Agar upaya tersebut dapat berjalan, ia menyebutkan, pihaknya berusaha memberikan publikasi cepat terhadap data yang dimiliki. Hal ini dikarenakan data yang akurat dan terkini sangat penting dalam upaya penurunan stunting.
“Kami berusaha memberikan publikasi cepat terhadap data-data di Kemenkes supaya pihak yang ingin berkontribusi dapat langsung bergerak,” tambah dia.

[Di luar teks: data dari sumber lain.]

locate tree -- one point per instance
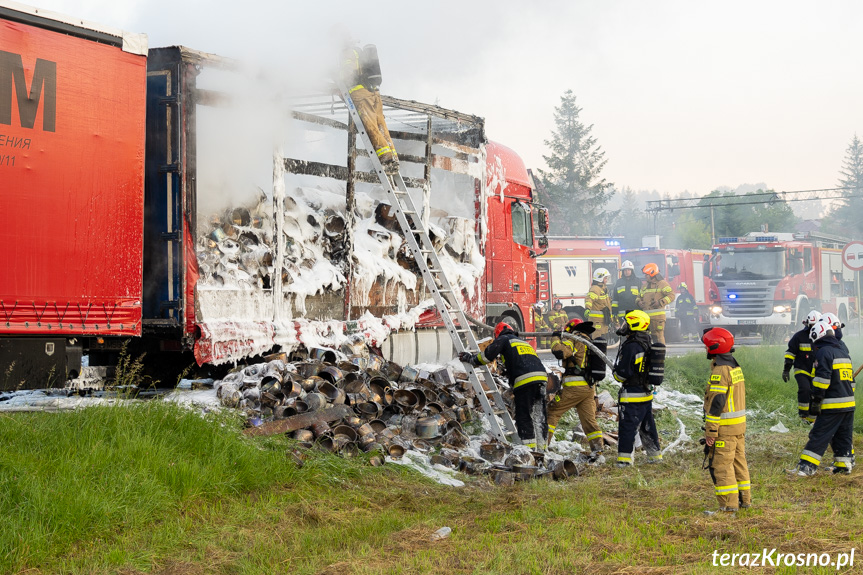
(849, 213)
(573, 182)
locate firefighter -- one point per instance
(527, 375)
(635, 401)
(685, 309)
(832, 403)
(577, 387)
(539, 323)
(360, 72)
(654, 296)
(725, 423)
(558, 318)
(801, 356)
(626, 291)
(598, 304)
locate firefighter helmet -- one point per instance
(811, 318)
(637, 320)
(600, 275)
(821, 328)
(651, 270)
(500, 327)
(718, 340)
(833, 319)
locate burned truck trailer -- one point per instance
(72, 108)
(173, 206)
(306, 248)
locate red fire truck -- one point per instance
(678, 266)
(566, 269)
(770, 282)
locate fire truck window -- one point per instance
(521, 227)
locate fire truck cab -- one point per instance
(777, 279)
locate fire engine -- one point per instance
(566, 269)
(767, 283)
(679, 266)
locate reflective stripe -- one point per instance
(837, 403)
(726, 489)
(529, 378)
(811, 457)
(626, 397)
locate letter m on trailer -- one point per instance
(43, 83)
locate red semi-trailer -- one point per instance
(72, 108)
(109, 159)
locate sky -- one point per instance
(683, 96)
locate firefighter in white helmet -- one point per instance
(801, 357)
(597, 304)
(625, 291)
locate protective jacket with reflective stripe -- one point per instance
(574, 355)
(725, 398)
(519, 358)
(626, 292)
(630, 368)
(655, 295)
(597, 303)
(833, 385)
(800, 353)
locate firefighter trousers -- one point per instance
(370, 109)
(657, 328)
(835, 430)
(804, 393)
(529, 404)
(637, 418)
(729, 472)
(582, 398)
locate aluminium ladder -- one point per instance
(446, 302)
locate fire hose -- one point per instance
(574, 337)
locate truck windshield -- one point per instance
(750, 264)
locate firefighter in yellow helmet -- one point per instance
(577, 387)
(656, 293)
(597, 304)
(361, 74)
(635, 401)
(725, 423)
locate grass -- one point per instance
(152, 488)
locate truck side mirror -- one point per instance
(542, 214)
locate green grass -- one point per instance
(154, 488)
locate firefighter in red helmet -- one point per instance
(725, 423)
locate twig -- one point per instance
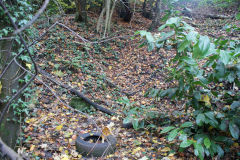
(34, 18)
(77, 93)
(9, 152)
(51, 90)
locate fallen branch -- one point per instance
(79, 94)
(8, 152)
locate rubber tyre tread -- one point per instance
(88, 149)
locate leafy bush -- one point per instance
(208, 76)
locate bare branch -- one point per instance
(34, 18)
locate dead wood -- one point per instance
(79, 94)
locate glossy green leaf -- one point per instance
(135, 124)
(186, 124)
(200, 119)
(225, 57)
(235, 105)
(186, 144)
(207, 142)
(167, 129)
(183, 45)
(172, 135)
(234, 130)
(201, 49)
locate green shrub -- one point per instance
(208, 76)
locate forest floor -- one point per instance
(105, 70)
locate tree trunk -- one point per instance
(125, 11)
(156, 20)
(81, 14)
(9, 129)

Di sisi lain, Advisor Tata Kelola Pemerintahan, Provinsi Nusa Tenggara Timur, USAID-ERAT Programme, George Hormat, menyoroti pentingnya data yang andal dan konsisten untuk mendukung pengambilan kebijakan yang tepat. Menurutnya, saat ini monitoring data yang tersedia banyak kurang sesuai.

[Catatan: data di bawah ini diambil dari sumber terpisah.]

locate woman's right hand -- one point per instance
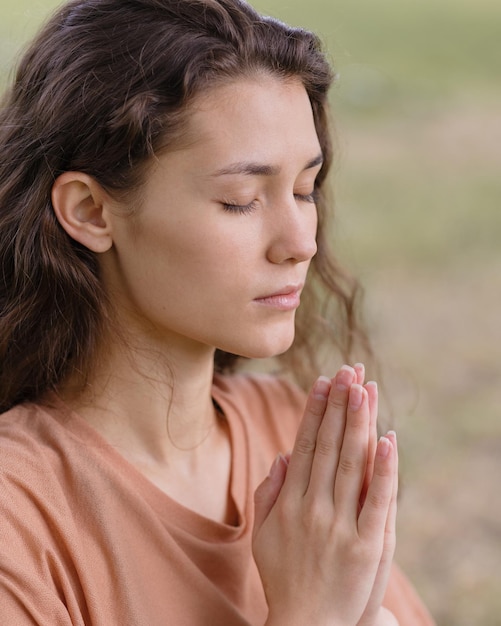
(325, 524)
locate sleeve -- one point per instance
(28, 593)
(403, 601)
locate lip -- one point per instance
(286, 298)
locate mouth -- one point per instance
(287, 298)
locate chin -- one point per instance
(267, 349)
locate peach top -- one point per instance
(86, 539)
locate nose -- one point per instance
(293, 228)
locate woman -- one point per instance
(162, 199)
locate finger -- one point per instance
(385, 565)
(268, 491)
(360, 373)
(372, 392)
(353, 456)
(377, 515)
(330, 436)
(301, 457)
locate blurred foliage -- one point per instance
(418, 114)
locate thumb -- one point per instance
(267, 493)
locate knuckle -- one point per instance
(348, 465)
(325, 446)
(378, 500)
(304, 445)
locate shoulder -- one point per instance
(269, 407)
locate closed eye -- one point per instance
(240, 208)
(309, 197)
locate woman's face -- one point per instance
(217, 254)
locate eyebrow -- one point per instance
(257, 169)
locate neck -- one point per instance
(152, 404)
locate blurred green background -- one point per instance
(418, 113)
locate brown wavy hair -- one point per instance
(103, 88)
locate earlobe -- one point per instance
(79, 204)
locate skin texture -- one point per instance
(214, 256)
(331, 507)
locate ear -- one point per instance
(80, 205)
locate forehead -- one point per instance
(254, 118)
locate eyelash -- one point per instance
(245, 209)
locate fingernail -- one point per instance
(344, 378)
(274, 467)
(356, 397)
(359, 366)
(321, 388)
(384, 447)
(392, 435)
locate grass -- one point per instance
(418, 108)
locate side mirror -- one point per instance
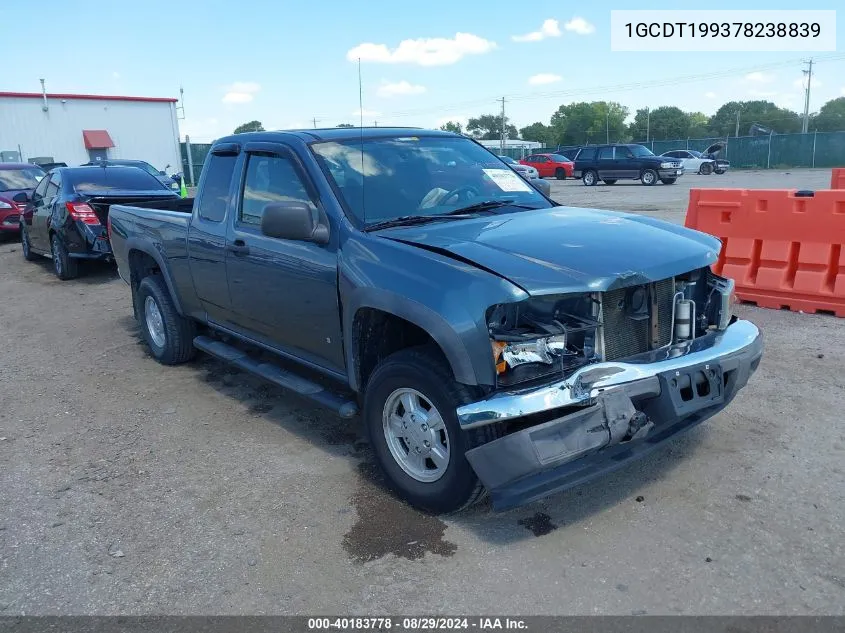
(292, 221)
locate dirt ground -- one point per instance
(128, 487)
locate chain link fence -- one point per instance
(775, 151)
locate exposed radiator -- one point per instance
(625, 336)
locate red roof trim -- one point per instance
(38, 95)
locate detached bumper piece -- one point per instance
(615, 427)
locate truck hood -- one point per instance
(566, 249)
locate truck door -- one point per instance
(207, 232)
(283, 290)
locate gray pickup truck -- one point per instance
(488, 338)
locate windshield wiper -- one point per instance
(461, 213)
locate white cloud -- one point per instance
(550, 28)
(759, 78)
(241, 92)
(579, 26)
(544, 78)
(365, 113)
(400, 88)
(424, 51)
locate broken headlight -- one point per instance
(542, 335)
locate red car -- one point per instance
(17, 182)
(548, 165)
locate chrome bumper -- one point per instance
(739, 344)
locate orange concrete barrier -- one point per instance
(783, 250)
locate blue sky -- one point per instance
(285, 63)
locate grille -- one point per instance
(624, 336)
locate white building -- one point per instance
(75, 129)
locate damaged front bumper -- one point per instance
(627, 409)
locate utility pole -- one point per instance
(503, 126)
(809, 74)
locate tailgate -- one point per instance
(102, 204)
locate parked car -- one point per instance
(550, 165)
(17, 182)
(168, 181)
(693, 161)
(490, 338)
(713, 152)
(611, 163)
(65, 217)
(526, 170)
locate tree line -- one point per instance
(600, 121)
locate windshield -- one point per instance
(381, 179)
(11, 179)
(639, 150)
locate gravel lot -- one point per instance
(127, 487)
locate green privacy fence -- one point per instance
(776, 151)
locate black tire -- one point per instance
(590, 178)
(422, 369)
(64, 266)
(648, 177)
(26, 247)
(179, 332)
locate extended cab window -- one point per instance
(270, 179)
(215, 191)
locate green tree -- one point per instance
(765, 113)
(538, 132)
(698, 125)
(665, 122)
(593, 122)
(252, 126)
(489, 126)
(831, 116)
(452, 126)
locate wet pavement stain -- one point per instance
(386, 525)
(539, 525)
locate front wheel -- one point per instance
(26, 247)
(648, 177)
(409, 413)
(64, 265)
(169, 335)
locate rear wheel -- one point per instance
(26, 247)
(409, 413)
(64, 266)
(169, 335)
(648, 177)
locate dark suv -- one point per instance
(635, 162)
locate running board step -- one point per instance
(278, 376)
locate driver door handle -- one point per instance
(238, 247)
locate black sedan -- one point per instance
(67, 215)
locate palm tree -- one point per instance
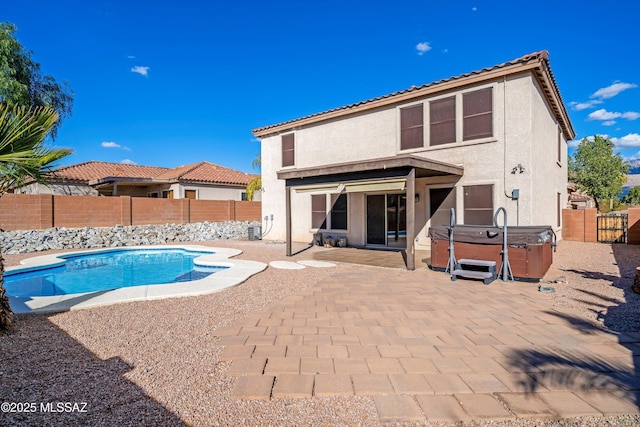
(256, 183)
(23, 155)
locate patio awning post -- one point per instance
(411, 219)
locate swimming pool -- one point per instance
(197, 278)
(109, 270)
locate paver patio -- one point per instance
(428, 349)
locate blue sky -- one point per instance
(167, 83)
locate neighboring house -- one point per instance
(577, 199)
(385, 169)
(203, 180)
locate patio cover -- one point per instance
(396, 173)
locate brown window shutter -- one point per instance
(442, 120)
(339, 212)
(411, 127)
(288, 150)
(477, 111)
(478, 205)
(319, 211)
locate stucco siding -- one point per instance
(524, 133)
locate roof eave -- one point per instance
(537, 65)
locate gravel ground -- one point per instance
(157, 362)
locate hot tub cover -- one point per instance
(490, 235)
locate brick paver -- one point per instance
(425, 348)
(397, 408)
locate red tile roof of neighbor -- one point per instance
(537, 61)
(203, 172)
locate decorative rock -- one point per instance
(26, 241)
(636, 284)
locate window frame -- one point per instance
(467, 115)
(323, 206)
(440, 122)
(407, 128)
(288, 149)
(317, 208)
(467, 210)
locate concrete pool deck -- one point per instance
(237, 271)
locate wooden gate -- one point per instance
(612, 228)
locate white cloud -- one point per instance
(574, 143)
(631, 140)
(578, 106)
(111, 144)
(423, 48)
(609, 116)
(630, 115)
(143, 71)
(613, 90)
(603, 114)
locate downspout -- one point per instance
(504, 141)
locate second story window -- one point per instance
(411, 127)
(477, 109)
(442, 121)
(288, 150)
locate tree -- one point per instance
(256, 183)
(22, 81)
(23, 155)
(633, 197)
(597, 170)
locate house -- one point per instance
(202, 180)
(577, 199)
(380, 172)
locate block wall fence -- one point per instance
(581, 225)
(40, 211)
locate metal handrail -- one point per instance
(451, 263)
(505, 268)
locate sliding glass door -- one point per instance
(387, 220)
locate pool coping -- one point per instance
(237, 271)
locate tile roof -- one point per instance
(543, 72)
(202, 172)
(92, 170)
(207, 172)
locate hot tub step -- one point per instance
(475, 269)
(478, 262)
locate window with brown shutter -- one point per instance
(319, 211)
(339, 212)
(477, 111)
(288, 150)
(442, 121)
(478, 204)
(411, 127)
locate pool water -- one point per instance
(109, 270)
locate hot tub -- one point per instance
(530, 248)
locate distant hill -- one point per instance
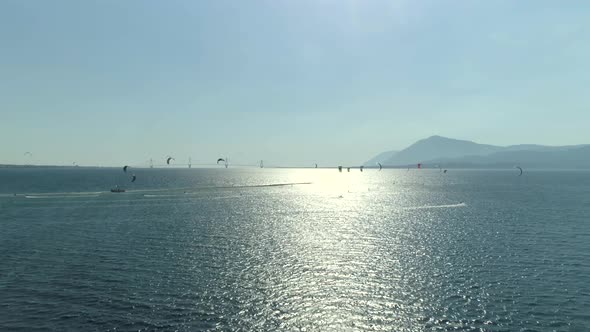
(450, 153)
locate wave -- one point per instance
(59, 196)
(444, 206)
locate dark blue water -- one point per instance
(220, 249)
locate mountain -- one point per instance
(460, 153)
(439, 147)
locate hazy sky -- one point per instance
(291, 82)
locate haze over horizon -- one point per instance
(293, 83)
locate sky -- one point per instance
(291, 82)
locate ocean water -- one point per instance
(289, 249)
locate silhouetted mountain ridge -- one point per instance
(449, 152)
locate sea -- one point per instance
(294, 250)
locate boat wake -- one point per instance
(444, 206)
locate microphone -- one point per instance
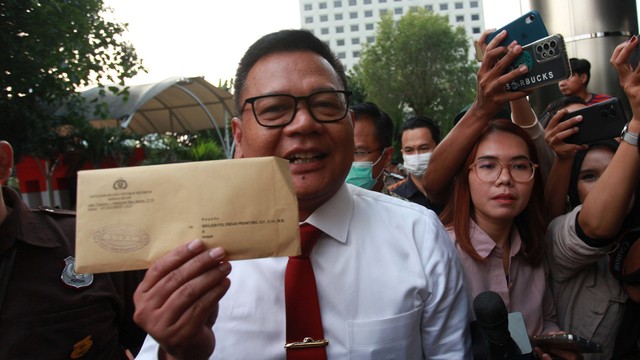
(491, 333)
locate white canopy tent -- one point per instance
(176, 104)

“Contohnya, data usia produktif sering kali tidak sejalan dengan data kehamilan yang tidak diinginkan atau tidak tepat waktu. Perbedaan pemahaman mengenai indikator kunci seperti kehamilan tidak dikehendaki dan kehamilan berisiko juga dapat mempengaruhi kebijakan yang diambil,” paparnya.

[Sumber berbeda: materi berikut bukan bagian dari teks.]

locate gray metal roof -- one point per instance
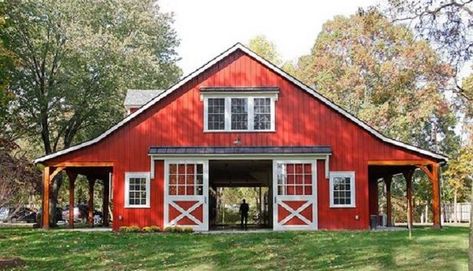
(241, 150)
(139, 97)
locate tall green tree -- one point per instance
(77, 58)
(379, 72)
(447, 24)
(459, 175)
(265, 48)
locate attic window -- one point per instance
(239, 111)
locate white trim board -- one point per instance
(269, 65)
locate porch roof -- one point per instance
(242, 150)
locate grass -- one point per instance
(429, 249)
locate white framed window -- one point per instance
(186, 179)
(342, 189)
(137, 190)
(294, 178)
(216, 114)
(239, 112)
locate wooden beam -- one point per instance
(436, 196)
(56, 171)
(45, 211)
(106, 199)
(389, 208)
(408, 177)
(90, 214)
(427, 172)
(72, 179)
(399, 162)
(83, 164)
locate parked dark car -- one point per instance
(58, 214)
(81, 213)
(21, 215)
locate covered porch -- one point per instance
(94, 172)
(384, 171)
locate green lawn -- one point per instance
(429, 249)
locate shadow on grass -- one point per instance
(444, 249)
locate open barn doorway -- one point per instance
(231, 181)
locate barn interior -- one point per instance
(232, 180)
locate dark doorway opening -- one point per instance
(231, 181)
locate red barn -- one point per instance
(241, 121)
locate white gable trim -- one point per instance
(271, 66)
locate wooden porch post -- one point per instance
(106, 199)
(45, 211)
(388, 181)
(408, 177)
(434, 177)
(436, 196)
(90, 215)
(72, 181)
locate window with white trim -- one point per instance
(137, 189)
(216, 113)
(186, 179)
(294, 178)
(342, 189)
(262, 111)
(239, 112)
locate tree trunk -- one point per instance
(455, 212)
(470, 249)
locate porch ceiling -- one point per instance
(241, 150)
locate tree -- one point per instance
(77, 58)
(459, 175)
(265, 48)
(446, 24)
(380, 73)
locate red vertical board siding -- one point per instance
(301, 119)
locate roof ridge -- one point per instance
(268, 64)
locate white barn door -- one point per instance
(294, 195)
(185, 194)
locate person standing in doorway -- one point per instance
(244, 208)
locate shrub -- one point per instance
(130, 229)
(177, 229)
(187, 229)
(151, 229)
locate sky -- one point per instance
(208, 27)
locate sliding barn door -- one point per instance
(186, 191)
(294, 195)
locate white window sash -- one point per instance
(343, 174)
(128, 176)
(250, 113)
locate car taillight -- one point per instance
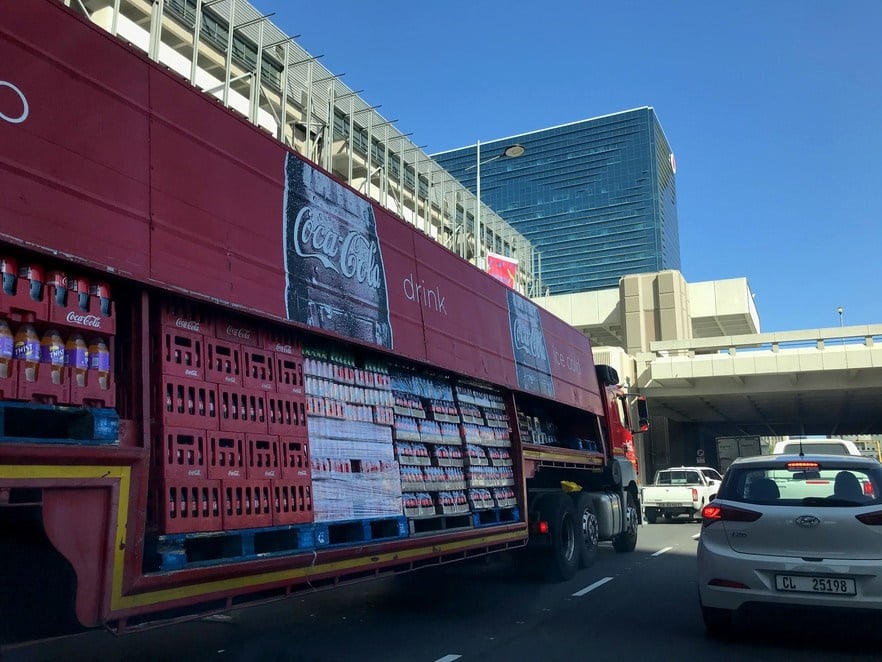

Di luar pentingnya data yang seirama, ia menilai kolaborasi antara berbagai sektor menjadi salah satu praktik baik yang harus tetap dilanjutkan. Salah satunya kerja sama USAID bersama Kementerian Komunikasi dan Informatika (Kominfo), Badan Kependudukan dan Keluarga Berencana Nasional (BKKBN), Kementerian Kesehatan, dan Badan Perencanaan Pembangunan Daerah (Bappeda) di NTT.